ですけどそうでなくても俺に渡してるのは気のせいじゃないですよね?
「あ、翔真くんと花月ちゃんのお小遣いはどれくらいでいいですか?」
「それくらい、私があげるわよ。これは生活費だから」
これ、一月の生活費にしては多すぎて………いえ、茶目っ気たっぷりに『余ったら晶くんの好きに使っていいわ』って毎回の事なんで諦めましたが………来月に回してもいいんですよ? あんまり物買いませんし。
「仕事も大事かもしれませんが、家族との時間も大切にしてあげてくださいね」
「………わかっているわ。これからも時間があれば来るつもりだから」
「はい。その時は構って上げてください」
その後、そう言えば時間大丈夫? と思い明子さんに告げると、急いで下に停めてあった車に乗って行った。

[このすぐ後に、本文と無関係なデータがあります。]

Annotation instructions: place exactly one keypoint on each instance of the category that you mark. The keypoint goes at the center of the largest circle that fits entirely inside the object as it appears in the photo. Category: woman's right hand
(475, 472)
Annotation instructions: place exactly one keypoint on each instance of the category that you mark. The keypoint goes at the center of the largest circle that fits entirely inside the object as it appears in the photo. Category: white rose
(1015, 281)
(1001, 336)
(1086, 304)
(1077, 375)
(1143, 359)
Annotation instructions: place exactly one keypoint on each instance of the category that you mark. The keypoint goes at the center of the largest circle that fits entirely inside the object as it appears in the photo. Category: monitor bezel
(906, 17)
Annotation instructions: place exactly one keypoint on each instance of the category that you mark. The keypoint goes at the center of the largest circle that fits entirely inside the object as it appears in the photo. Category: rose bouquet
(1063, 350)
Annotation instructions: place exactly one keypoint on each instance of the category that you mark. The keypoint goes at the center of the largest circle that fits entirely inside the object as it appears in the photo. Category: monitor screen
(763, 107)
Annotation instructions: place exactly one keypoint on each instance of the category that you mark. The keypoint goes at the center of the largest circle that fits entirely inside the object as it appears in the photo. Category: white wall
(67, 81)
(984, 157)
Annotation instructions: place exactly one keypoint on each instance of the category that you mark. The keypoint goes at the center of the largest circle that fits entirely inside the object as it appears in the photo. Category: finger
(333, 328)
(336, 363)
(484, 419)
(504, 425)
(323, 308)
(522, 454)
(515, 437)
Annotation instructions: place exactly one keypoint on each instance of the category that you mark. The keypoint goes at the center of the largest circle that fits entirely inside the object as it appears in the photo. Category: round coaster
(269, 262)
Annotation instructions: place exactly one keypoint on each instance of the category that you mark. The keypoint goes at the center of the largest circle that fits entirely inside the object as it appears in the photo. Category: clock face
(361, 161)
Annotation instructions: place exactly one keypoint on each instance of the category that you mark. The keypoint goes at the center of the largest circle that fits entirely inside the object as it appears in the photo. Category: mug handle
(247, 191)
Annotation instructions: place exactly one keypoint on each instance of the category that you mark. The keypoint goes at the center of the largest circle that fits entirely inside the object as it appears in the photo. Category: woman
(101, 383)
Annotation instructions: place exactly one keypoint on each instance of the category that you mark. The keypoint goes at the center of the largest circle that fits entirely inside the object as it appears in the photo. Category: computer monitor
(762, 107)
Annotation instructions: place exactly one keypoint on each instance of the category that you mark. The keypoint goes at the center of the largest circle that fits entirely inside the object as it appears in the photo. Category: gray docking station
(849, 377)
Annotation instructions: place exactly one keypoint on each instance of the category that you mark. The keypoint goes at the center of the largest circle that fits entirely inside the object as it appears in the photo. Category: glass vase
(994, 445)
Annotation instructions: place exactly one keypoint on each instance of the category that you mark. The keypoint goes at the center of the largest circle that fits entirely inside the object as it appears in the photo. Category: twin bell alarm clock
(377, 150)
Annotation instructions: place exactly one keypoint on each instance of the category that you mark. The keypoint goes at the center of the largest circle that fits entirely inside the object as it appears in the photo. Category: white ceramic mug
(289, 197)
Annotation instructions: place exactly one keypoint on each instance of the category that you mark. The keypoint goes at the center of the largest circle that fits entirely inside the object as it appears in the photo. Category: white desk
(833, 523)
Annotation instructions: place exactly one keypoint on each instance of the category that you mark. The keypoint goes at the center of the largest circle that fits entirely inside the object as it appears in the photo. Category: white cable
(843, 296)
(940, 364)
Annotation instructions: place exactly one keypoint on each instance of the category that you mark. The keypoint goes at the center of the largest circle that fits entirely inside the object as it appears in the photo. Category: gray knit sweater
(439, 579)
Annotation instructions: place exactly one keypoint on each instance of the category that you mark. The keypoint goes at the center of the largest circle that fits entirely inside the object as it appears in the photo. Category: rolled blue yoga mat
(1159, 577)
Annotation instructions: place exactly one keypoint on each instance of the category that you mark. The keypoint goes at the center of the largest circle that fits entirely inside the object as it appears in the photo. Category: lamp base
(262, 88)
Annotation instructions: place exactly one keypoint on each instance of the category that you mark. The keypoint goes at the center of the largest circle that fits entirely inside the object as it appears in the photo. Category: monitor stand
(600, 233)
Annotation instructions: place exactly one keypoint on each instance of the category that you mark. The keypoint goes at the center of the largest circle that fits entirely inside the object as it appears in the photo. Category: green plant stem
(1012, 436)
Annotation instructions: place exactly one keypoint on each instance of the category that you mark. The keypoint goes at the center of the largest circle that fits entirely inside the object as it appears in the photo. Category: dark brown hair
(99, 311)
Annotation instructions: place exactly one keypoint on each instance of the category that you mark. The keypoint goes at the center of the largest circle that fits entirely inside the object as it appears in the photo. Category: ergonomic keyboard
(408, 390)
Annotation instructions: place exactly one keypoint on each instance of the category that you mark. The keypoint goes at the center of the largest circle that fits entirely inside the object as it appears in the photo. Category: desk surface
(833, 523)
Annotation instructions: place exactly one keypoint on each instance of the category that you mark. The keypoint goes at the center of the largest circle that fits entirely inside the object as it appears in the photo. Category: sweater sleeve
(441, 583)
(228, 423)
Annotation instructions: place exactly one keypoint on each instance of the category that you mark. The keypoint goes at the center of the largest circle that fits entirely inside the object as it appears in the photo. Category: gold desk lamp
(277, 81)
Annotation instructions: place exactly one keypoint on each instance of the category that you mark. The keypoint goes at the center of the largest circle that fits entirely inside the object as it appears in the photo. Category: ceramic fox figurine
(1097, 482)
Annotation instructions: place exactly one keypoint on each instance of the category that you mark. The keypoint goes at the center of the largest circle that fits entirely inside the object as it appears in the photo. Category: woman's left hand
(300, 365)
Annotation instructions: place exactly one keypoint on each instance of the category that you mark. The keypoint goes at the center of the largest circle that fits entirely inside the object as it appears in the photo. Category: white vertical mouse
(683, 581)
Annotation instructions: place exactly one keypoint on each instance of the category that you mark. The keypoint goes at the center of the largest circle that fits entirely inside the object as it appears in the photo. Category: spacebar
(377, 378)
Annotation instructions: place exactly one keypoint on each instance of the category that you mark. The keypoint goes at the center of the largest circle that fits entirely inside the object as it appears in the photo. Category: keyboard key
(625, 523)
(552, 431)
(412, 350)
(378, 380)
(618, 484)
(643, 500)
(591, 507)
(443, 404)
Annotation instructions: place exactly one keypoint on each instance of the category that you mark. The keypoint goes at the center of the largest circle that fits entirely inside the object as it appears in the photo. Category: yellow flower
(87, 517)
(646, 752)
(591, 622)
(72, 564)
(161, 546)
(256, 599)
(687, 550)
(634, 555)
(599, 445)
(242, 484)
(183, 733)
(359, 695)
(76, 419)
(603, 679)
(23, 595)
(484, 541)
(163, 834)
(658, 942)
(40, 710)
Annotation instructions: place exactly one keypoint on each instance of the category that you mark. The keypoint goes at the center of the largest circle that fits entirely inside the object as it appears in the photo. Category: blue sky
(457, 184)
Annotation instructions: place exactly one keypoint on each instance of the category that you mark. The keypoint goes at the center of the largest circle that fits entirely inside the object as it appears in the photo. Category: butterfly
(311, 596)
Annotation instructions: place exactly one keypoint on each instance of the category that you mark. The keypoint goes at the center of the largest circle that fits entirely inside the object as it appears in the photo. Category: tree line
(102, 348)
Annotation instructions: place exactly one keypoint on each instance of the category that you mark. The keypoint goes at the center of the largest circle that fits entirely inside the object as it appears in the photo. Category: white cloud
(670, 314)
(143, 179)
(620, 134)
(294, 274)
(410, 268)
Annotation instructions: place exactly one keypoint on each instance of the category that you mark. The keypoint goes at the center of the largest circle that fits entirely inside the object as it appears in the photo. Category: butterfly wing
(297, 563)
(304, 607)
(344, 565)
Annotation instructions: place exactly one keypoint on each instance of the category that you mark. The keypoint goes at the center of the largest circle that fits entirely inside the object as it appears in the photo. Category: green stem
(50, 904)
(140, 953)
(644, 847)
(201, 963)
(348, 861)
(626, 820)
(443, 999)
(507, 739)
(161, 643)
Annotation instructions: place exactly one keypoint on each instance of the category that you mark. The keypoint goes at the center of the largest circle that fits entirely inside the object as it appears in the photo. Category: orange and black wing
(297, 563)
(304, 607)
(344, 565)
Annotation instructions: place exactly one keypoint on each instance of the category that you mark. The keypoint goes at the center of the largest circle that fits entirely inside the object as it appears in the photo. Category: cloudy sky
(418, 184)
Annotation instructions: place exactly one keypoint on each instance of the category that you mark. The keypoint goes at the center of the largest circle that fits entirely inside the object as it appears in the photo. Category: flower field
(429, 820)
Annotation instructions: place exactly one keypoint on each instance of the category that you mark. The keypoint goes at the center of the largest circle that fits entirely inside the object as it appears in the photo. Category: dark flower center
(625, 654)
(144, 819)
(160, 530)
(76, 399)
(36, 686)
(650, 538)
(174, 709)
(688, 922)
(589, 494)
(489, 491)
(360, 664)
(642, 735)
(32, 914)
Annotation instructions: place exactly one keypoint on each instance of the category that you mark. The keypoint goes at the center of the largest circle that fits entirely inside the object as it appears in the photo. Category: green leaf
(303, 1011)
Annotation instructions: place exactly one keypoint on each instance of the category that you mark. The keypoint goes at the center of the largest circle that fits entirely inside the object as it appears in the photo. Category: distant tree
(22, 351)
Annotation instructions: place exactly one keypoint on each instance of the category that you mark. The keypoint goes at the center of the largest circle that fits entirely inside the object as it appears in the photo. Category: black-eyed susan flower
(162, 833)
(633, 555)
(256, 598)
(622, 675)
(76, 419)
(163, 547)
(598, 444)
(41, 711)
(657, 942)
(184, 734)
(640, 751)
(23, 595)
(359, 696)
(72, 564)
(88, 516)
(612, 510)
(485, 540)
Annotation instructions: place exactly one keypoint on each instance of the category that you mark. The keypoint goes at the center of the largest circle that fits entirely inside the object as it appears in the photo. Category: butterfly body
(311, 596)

とりあえずお隣さんのお家へ。何で秋原家の合鍵もっているのですかね? 俺が。
俺は『五時に入江家集合』と、秋原家のリビング机に置き手紙を置いておく。
後は我が家に来てから言えばいいですよね。
やることも終わったので、少しストレッチをしてから、俺は自分の部屋に戻って『VWO』を起動──
──しようとした。
また、ドアをノックされた。
次は誰ですか? まさか………回覧板?
ドアを開けると、そこには花月ちゃんがいた。
危ない。一瞬ピンポンダッシュかと思ってしまった………あ、これ失礼にあたりますね。
「どうかしました? 花月ちゃん」
「………おにぃ、一緒に『VWO』やらない?」
………これ、生産の時間ありますかねぇ?
ヘッドセットを抱き抱えた花月を見ながら、俺はそんな思考をしていた。
■■■■
約一時間が経過した。
現在、俺はツキちゃん (花月ちゃんのプレイヤーネーム)と一緒に『裁縫』中です。
ちなみにツキちゃんもスキルは自動………あの良くわからんロシアンルーレットもどきで決めたらしいです。そのスキル構成は完全に魔術師タイプ。特に『水属性』と『風属性』はレベル5スタートというチートさよ………人のこと言えない気もしますが。
生産面でもツキちゃんは強かった。ありがたい事に初期から『裁縫』持ち。
ただしSTRは本当に少なく『BP』はSTRに大半がいったらしい。ステータスの構成はバランス型。まあ色々試すのには向いてますからねぇ。バランス型は。
また例のボーナスタイムもやったらしく『極彩杖』というユニーク武器を入手していた。
後でツキちゃんにも防具を贈りましょう。
今回は大量に作れそうですし。
「………ん~、まあこれくらいですかね?」
「いっぱい………」
ゲーム内時間で朝九時。俺の『アイテムボックス』は浴衣でいっぱいになっていた。
勿論、これをメインで行くので、結構儲かりそうですねねぇ。
「それじゃあ、そろそろログアウトして夕飯、食べますか」
「ん。夕飯楽しみ」
………そこまで期待しないでください?
俺は『VWO』の世界からログアウトした。